隣にいる人にこのままいけば勝てるかもしれない。 そんな考えがペースを落とさせない。 (´・ω・`)(ラストっ!) そしていよいよ、ラストのクロールに突入した。 もう、残っている力を全て注ぎ込み、腕を、足を動かす。 (;´・ω・`)(うっ) 体の疲労が、そろそろ限界に達しようとしていた。 だが、あと、あと50mもない。 あと少し、あと少しだけなんだ。

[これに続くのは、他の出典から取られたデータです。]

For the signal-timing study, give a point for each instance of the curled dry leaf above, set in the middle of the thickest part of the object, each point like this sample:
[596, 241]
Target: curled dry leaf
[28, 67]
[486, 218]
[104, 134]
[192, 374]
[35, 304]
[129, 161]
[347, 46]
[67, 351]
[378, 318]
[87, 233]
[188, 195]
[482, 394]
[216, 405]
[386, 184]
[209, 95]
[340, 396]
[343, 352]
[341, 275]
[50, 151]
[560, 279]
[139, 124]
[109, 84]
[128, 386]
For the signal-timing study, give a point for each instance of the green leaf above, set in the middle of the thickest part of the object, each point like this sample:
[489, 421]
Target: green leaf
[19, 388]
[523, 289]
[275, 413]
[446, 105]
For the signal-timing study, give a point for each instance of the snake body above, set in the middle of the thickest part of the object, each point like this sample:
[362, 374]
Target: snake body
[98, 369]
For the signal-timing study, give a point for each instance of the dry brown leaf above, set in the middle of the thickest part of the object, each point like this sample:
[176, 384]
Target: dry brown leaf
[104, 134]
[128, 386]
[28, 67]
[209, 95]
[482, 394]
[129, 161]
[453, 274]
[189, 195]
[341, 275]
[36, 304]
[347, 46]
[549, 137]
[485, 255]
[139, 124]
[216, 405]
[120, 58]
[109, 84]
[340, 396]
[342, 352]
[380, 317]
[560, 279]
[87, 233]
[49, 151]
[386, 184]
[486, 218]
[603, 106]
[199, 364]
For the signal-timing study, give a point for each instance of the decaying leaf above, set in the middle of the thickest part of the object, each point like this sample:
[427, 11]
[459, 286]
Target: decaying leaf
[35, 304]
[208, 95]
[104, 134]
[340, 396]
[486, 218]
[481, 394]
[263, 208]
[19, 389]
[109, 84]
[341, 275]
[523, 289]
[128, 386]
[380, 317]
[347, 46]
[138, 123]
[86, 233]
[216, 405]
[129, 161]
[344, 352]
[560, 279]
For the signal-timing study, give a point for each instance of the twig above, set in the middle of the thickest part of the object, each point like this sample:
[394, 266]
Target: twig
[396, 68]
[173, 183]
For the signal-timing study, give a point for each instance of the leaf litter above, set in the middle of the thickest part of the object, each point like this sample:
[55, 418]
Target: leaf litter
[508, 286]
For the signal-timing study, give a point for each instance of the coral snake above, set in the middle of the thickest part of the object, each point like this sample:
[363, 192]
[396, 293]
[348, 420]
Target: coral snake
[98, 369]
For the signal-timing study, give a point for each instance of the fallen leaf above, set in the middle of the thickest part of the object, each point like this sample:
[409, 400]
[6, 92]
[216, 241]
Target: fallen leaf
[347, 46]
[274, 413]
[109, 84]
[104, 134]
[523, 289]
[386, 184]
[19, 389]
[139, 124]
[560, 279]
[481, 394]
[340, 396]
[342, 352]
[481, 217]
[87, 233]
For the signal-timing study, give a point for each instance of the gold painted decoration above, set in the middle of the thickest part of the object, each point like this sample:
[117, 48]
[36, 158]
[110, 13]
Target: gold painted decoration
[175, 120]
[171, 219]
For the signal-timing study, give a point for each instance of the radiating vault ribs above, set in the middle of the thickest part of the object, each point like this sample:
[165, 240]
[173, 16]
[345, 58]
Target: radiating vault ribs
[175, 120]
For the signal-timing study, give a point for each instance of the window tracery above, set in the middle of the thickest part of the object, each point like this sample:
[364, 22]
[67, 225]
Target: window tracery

- 12 名前:以下、無断転載禁止でVIPがお送りします:2016/06/11(土) 23:44:06.426 ID:FebFiyUa0
- (;´・ω・`)(......)
思い出したのは去年の自分。 あのボロボロだった自分。 だがまだ、あんなに苦しくない。 まだ僕は、泳げている。 辛いけど、まだ、まだいけるはず。 (;´・ω・`)(っ!) ここから何を考えてたとか、さっぱり覚えていない。 ただひたすらに腕を回し、足を動かしていた。 無心だった。 何も考えず、がむしゃらに泳いでいた。 赤い線が見えた。 ラスト5mの合図。 息を止め、最後の力を振り絞る。 あと、もう少しだけ。 苦しくても、力を出しきるんだ。 (;´・ω・`)「っは!」 腕を目一杯伸ばして壁にタッチし、顔をあげ空気を肺に取り込む。 軽く、深呼吸をしながら電光掲示板を見てみる。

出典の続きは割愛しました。